The development of rapid diagnostic tests for sexually transmitted infections (STIs) presents an opportunity to implement screening and treatment services in low-resource settings, where laboratory facilities are not always available, and in non-clinical settings where individuals who do not access standard health care services can be reached.6 There are currently over 20 different rapid syphilis tests on the market, with varying levels of performance.7 Based on published evaluations and ease of use, we selected the Determine Syphilis TP rapid test (Abbott Laboratories, Tokyo, Japan) to screen FSW for syphilis.

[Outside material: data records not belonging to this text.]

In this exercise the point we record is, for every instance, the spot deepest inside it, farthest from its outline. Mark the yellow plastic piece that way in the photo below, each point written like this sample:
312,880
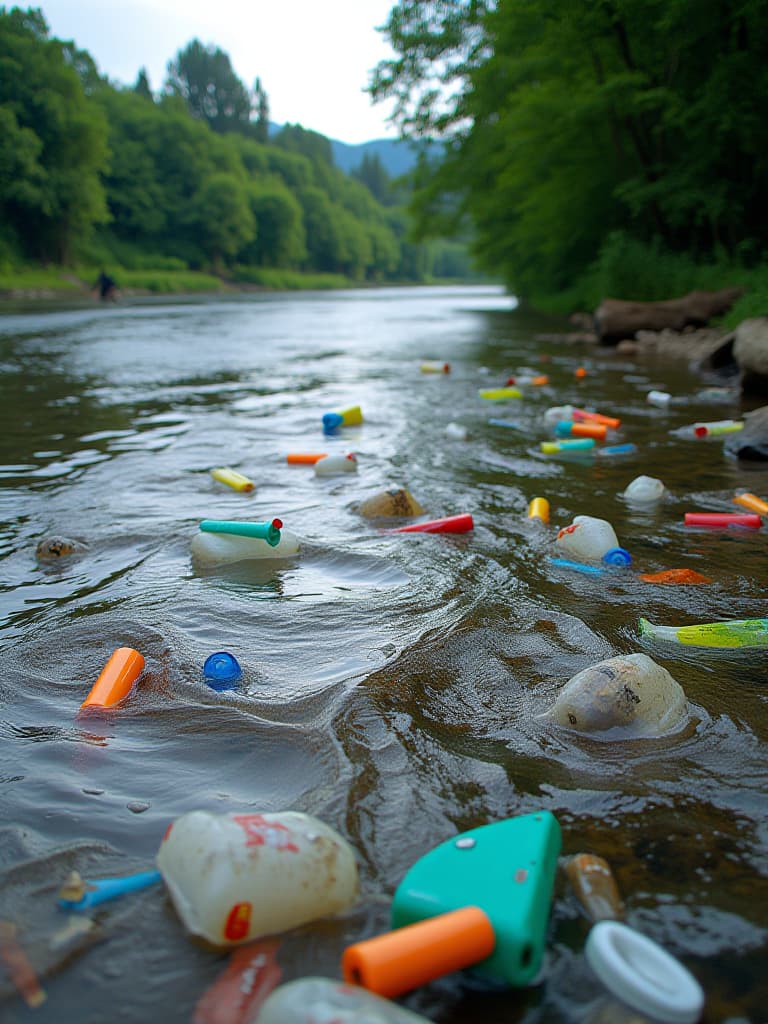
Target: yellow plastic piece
232,479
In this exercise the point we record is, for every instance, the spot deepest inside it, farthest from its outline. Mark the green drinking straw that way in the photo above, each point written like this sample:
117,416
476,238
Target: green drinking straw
268,531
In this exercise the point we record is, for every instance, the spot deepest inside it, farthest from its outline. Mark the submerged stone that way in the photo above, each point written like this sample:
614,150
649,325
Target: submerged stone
631,692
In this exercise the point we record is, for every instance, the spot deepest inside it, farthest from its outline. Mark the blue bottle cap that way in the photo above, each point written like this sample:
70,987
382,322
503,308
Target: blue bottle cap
221,671
331,421
616,556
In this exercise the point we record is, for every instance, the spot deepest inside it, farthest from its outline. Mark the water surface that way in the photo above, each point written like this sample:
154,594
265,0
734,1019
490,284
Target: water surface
391,682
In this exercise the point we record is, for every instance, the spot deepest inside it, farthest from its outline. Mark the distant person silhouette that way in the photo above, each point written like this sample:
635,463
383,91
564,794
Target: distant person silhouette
107,288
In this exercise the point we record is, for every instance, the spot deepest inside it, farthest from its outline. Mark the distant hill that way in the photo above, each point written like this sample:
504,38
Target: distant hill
397,157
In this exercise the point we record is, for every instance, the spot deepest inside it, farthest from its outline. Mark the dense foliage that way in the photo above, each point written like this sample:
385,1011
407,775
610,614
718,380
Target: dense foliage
580,130
185,179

With all previous studies conducted in laboratory and clinical settings, we sought to: (1) evaluate the utility of the Determine Syphilis TP rapid test for the detection of active syphilis when used in a field-based setting comprised of commercial sex venues; and (2) assess the feasibility of integrating rapid syphilis testing into existing health outreach services.

METHODS

This evaluation was nested within the PREVEN project, an ongoing community randomised trial of STI prevention in 20 mid-sized cities in Peru. In this three-year hybrid intervention aimed to reduce prevalences and incidence of syphilis, gonorrhoea (GC), chlamydial infection (CT) and trichomoniasis (TV) among female sex workers and the young adult general population, PREVEN mobile outreach teams visit commercial sex venues every eight weeks to offer STI screening and treatment services in the 10 trial intervention cities.8 Comprised of a health worker, a counsellor and a peer FSW outreach worker, each mobile team offers presumptive metronidazole treatment for vaginal infections, provides and promotes condoms, and obtains self-collected vaginal swabs for central CT/GC testing by polymerase chain reaction (PCR) and local TV in-pouch culture.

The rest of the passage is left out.